I would like to inform my readers that the new Chancellor, Dr. Sharon Gaber, has no say over this proposal. If anything, Chancellor Dubois has the greatest influence over this decision within the Chancellor’s cabinet until he leaves. So, my questions to Dubois are: Do you really want to leave like this? And do you really want the new Chancellor to start off on the wrong foot with her students? I understand your priorities are supposed to be what’s best and what’s safe students; however, mental health should be prioritized first which is inherently what is best for students.
So why did the Provost undermine or brush off mental health arguments? Is the new schedule really built around a student’s ability to learn? I understand that students at any university are paying for a university experience alongside focusing on their degree; however, in the case of a global pandemic, we must not forget what college is really about—education. Without proper mental health, students will not be able to achieve what they actually came to college for. This pandemic has already set a number of students behind on their career paths with the cancellation of internships and programs such as study abroad. Chancellor Dubois, do you really want to be responsible for more hindrance right before you leave?
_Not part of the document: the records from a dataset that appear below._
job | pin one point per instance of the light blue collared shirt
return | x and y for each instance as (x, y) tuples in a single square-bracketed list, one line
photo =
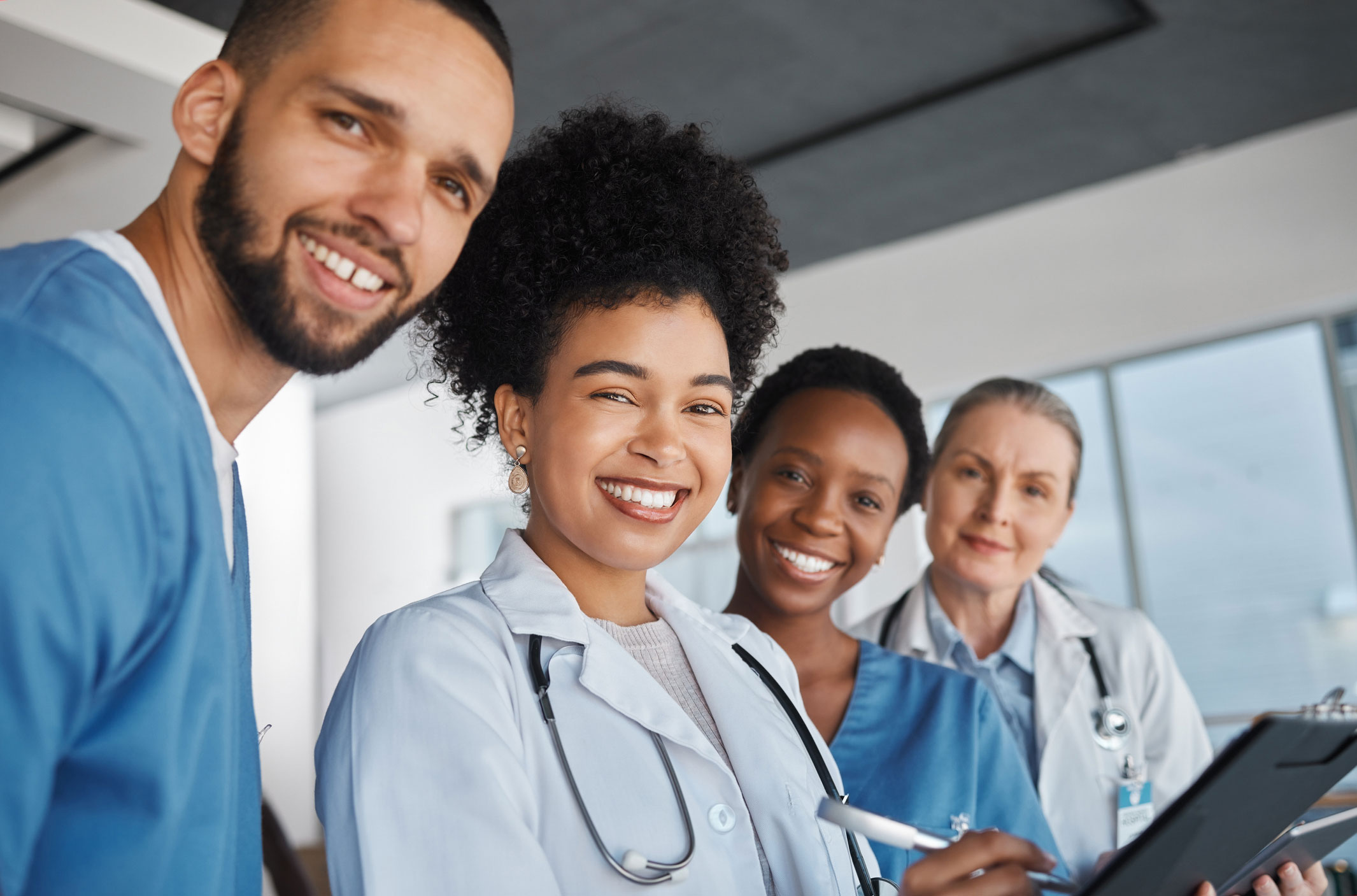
[(1007, 672)]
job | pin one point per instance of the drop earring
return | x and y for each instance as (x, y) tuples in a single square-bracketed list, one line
[(517, 477)]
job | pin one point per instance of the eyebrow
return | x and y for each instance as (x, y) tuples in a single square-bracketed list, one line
[(984, 462), (625, 368), (636, 371), (397, 115), (375, 105), (816, 459)]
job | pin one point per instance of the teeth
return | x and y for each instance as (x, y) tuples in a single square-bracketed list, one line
[(804, 562), (344, 268), (645, 497)]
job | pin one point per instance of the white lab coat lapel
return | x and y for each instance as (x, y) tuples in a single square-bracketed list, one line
[(1060, 660), (913, 636), (782, 811), (534, 601)]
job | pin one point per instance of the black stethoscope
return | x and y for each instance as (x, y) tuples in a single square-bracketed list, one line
[(1112, 724), (633, 862)]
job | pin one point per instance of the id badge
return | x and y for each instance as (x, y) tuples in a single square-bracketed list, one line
[(1135, 809)]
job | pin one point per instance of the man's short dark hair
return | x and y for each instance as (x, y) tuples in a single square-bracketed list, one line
[(266, 29)]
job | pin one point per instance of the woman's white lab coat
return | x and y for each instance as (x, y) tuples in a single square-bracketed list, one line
[(1078, 779), (436, 771)]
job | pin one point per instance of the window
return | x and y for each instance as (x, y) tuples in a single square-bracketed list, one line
[(1242, 519)]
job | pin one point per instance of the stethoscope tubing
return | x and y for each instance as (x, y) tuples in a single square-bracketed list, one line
[(542, 681)]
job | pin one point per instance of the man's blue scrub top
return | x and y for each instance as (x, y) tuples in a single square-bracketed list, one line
[(926, 744), (129, 759)]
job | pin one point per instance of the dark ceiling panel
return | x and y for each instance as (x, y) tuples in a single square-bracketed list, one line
[(767, 73), (215, 13), (762, 73), (1211, 75)]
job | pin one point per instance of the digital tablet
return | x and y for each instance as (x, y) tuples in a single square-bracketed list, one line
[(1303, 845), (1256, 789)]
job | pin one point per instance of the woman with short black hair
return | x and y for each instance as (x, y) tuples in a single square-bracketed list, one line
[(828, 455), (569, 724)]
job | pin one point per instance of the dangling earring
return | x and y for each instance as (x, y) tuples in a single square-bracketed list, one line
[(517, 478)]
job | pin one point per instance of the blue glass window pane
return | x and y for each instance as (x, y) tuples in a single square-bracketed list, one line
[(1242, 520)]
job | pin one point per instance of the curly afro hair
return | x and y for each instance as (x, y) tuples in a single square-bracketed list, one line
[(851, 371), (607, 208)]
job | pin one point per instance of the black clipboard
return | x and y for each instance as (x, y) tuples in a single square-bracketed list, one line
[(1256, 789)]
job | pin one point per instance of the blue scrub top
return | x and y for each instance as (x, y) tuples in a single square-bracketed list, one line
[(129, 759), (926, 744)]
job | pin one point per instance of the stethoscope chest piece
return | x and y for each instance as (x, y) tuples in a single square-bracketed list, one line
[(1112, 725)]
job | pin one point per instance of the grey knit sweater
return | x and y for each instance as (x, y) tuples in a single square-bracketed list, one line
[(658, 651)]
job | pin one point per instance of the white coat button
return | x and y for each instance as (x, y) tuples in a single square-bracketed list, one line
[(721, 818)]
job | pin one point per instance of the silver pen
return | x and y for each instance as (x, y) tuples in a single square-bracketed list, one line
[(907, 837)]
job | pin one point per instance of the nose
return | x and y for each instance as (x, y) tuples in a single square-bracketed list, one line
[(391, 200), (660, 440), (819, 515)]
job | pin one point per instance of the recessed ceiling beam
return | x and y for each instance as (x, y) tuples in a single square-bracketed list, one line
[(1140, 17)]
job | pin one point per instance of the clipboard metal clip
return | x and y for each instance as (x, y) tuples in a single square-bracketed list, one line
[(1330, 708)]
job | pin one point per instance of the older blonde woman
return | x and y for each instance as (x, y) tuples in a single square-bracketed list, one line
[(1090, 692)]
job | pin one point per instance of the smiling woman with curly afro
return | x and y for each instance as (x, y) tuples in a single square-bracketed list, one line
[(596, 212), (607, 313)]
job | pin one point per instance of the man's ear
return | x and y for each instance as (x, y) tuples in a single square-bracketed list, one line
[(512, 413), (204, 109), (737, 477)]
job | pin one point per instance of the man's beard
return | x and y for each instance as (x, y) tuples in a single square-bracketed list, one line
[(258, 287)]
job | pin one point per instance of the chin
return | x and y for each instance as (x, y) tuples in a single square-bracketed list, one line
[(626, 551)]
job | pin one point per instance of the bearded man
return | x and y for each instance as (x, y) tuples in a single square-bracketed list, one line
[(332, 163)]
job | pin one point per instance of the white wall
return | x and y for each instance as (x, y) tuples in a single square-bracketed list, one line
[(278, 481), (390, 473), (1251, 234)]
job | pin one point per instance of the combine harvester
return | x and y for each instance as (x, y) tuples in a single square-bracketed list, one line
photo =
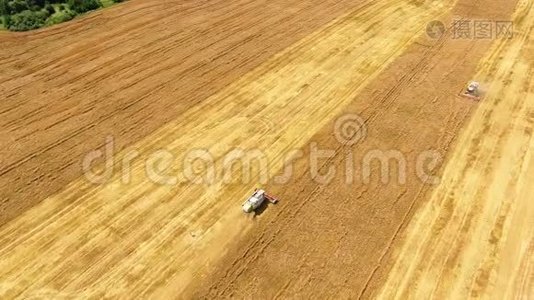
[(256, 200), (472, 91)]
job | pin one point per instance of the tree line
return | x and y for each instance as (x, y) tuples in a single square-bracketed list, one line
[(22, 15)]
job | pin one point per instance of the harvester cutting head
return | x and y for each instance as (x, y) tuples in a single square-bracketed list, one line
[(256, 200)]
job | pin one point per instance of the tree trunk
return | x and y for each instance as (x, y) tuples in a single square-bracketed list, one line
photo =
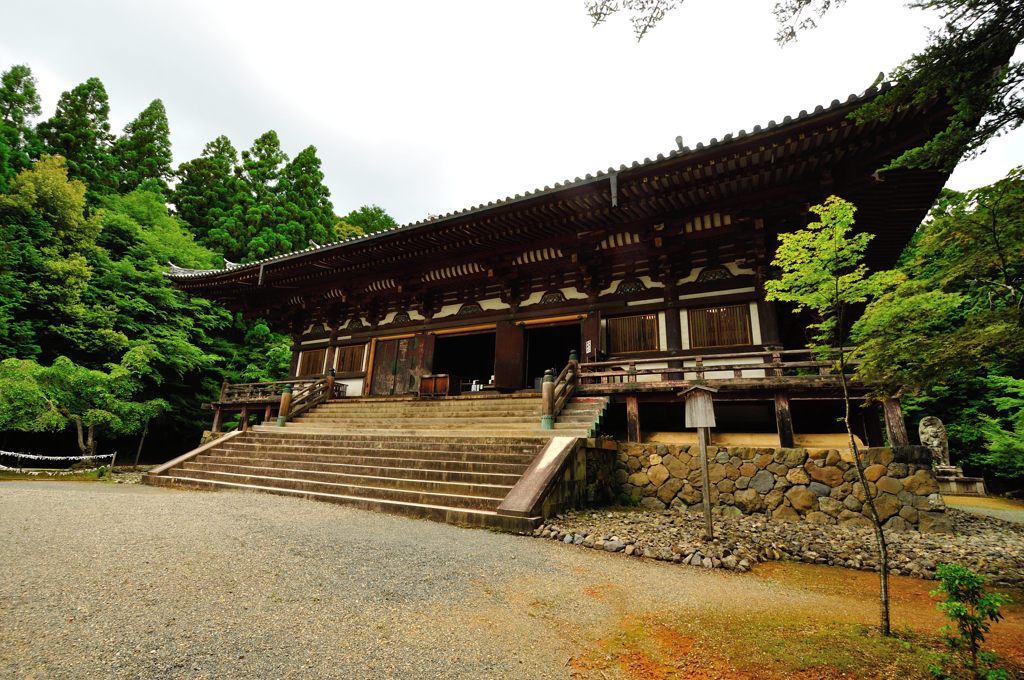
[(141, 439), (81, 436), (880, 535)]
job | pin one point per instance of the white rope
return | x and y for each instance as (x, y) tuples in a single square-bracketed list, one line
[(48, 473), (34, 457)]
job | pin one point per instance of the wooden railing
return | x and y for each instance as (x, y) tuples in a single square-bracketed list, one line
[(287, 398), (696, 367), (556, 392)]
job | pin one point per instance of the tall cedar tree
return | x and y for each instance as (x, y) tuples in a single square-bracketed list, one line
[(256, 207), (80, 131), (18, 105), (370, 218), (143, 153), (211, 199)]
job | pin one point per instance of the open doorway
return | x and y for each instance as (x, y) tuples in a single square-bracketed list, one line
[(549, 347), (467, 356)]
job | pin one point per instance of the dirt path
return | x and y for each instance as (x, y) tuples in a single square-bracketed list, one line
[(101, 581), (1000, 508)]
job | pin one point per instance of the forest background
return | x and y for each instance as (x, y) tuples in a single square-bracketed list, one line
[(95, 343)]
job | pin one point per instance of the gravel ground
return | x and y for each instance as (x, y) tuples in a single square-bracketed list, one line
[(105, 581)]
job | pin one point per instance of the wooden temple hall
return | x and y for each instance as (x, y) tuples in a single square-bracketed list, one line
[(651, 275)]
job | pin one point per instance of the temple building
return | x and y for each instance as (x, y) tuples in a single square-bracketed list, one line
[(660, 262)]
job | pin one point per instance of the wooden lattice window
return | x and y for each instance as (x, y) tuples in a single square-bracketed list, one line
[(349, 358), (633, 334), (311, 363), (720, 327)]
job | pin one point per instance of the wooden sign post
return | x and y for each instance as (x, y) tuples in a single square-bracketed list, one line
[(700, 414)]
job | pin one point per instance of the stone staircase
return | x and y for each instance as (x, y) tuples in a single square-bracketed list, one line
[(453, 459)]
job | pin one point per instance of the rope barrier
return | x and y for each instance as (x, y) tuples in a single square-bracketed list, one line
[(35, 457)]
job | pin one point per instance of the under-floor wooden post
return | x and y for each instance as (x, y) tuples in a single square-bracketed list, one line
[(872, 427), (632, 418), (783, 420), (895, 427)]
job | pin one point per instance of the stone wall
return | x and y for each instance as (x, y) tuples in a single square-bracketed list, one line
[(816, 485)]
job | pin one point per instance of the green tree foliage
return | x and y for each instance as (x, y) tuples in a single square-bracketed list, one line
[(18, 105), (67, 394), (80, 131), (822, 271), (143, 153), (370, 219), (973, 610), (211, 199), (91, 289), (969, 61), (948, 332), (259, 206)]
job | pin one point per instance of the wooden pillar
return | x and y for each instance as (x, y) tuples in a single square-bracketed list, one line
[(510, 355), (767, 315), (632, 418), (895, 427), (872, 427), (783, 420), (332, 346), (673, 334)]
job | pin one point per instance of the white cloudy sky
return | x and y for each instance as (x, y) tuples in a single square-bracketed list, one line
[(432, 107)]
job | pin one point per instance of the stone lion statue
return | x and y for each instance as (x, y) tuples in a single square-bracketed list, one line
[(933, 435)]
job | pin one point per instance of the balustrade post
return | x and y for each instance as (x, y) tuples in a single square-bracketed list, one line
[(548, 400), (330, 384), (286, 404)]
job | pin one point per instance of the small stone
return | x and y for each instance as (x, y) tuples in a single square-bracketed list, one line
[(875, 472), (763, 481), (818, 489), (934, 522), (922, 483), (657, 473), (889, 485), (818, 518), (897, 523), (798, 476), (802, 499)]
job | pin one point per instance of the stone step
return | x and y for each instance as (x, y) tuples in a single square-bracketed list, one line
[(561, 429), (397, 437), (370, 445), (398, 454), (274, 480), (473, 487), (458, 516), (441, 422), (436, 470)]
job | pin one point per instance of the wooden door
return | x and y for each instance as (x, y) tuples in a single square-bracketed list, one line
[(394, 362), (591, 332), (509, 355)]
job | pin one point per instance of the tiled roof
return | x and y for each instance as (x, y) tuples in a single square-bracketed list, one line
[(772, 126)]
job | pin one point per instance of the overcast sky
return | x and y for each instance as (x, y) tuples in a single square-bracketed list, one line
[(427, 108)]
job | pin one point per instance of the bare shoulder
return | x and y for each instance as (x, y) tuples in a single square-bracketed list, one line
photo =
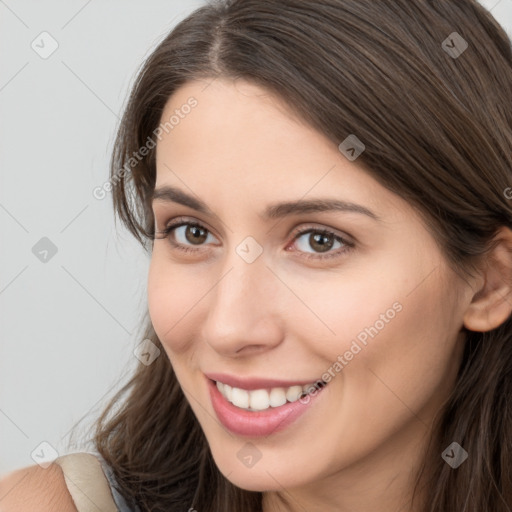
[(34, 489)]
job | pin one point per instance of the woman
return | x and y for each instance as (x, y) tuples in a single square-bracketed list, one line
[(323, 189)]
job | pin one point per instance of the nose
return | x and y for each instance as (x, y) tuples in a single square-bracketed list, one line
[(243, 313)]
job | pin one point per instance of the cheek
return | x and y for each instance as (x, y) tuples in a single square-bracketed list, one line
[(170, 301)]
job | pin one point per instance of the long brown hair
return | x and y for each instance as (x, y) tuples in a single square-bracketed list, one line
[(436, 119)]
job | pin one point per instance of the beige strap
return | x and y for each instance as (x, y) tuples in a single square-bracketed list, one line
[(87, 482)]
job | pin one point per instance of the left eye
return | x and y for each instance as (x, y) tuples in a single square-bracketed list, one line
[(189, 234)]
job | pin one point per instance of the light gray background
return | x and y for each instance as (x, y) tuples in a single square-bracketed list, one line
[(68, 326)]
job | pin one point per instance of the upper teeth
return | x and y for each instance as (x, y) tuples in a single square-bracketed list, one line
[(261, 399)]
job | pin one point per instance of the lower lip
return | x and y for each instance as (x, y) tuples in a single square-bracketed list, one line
[(257, 423)]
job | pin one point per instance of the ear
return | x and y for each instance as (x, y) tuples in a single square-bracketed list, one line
[(492, 304)]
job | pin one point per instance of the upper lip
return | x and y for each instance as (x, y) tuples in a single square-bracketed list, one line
[(250, 383)]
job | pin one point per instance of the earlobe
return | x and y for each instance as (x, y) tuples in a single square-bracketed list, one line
[(491, 305)]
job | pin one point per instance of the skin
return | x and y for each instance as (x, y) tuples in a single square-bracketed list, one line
[(358, 446)]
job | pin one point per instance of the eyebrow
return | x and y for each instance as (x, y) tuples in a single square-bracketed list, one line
[(274, 211)]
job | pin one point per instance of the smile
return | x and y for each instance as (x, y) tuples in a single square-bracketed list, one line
[(261, 411), (262, 399)]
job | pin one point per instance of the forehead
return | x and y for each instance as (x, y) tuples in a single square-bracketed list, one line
[(240, 138)]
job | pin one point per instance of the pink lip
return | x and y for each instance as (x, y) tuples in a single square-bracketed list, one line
[(250, 383), (258, 423)]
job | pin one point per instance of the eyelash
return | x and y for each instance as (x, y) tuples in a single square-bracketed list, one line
[(348, 246)]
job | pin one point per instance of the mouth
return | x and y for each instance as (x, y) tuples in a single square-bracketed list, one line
[(265, 398), (261, 411)]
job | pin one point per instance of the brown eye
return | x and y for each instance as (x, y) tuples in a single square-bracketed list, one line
[(195, 234), (321, 242)]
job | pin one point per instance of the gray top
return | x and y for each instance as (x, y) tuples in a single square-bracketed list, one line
[(118, 498)]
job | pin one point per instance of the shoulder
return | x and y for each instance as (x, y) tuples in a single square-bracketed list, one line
[(34, 488)]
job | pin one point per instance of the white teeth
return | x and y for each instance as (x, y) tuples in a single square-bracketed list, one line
[(240, 397), (261, 399), (277, 397), (258, 399)]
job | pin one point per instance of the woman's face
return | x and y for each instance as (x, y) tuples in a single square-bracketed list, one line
[(370, 306)]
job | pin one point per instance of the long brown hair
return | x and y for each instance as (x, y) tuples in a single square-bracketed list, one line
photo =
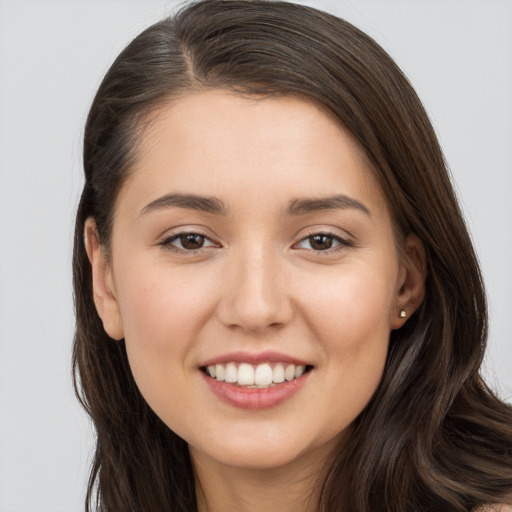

Decisions should be made on what is most practical and beneficial to everyone in the UNC Charlotte community. This decision does not seem to benefit the one factor of campus that helps the institution run—the students. Therefore, the Chancellor’s Cabinet should hear out what the SGA has to say. The SGA is the university’s formal representation of its student body, and they understand the position that students would be put into if this proposal were to go through. The SGA even created an alternative schedule to adjust to everyone’s position to combat any issues that arose with the new schedule whether it is time for preparedness or the impacts of COVID-19.
The SGA and Chancellor’s Cabinet must come to a decision about the start date of the Fall 2020 semester by May 29. A referendum is scheduled to be sent out through email and it will open up on May 25 at 8 a.m. and close on May 26 at 8 p.m. Students, please make sure to participate, and please reach out to your administrators about this issue.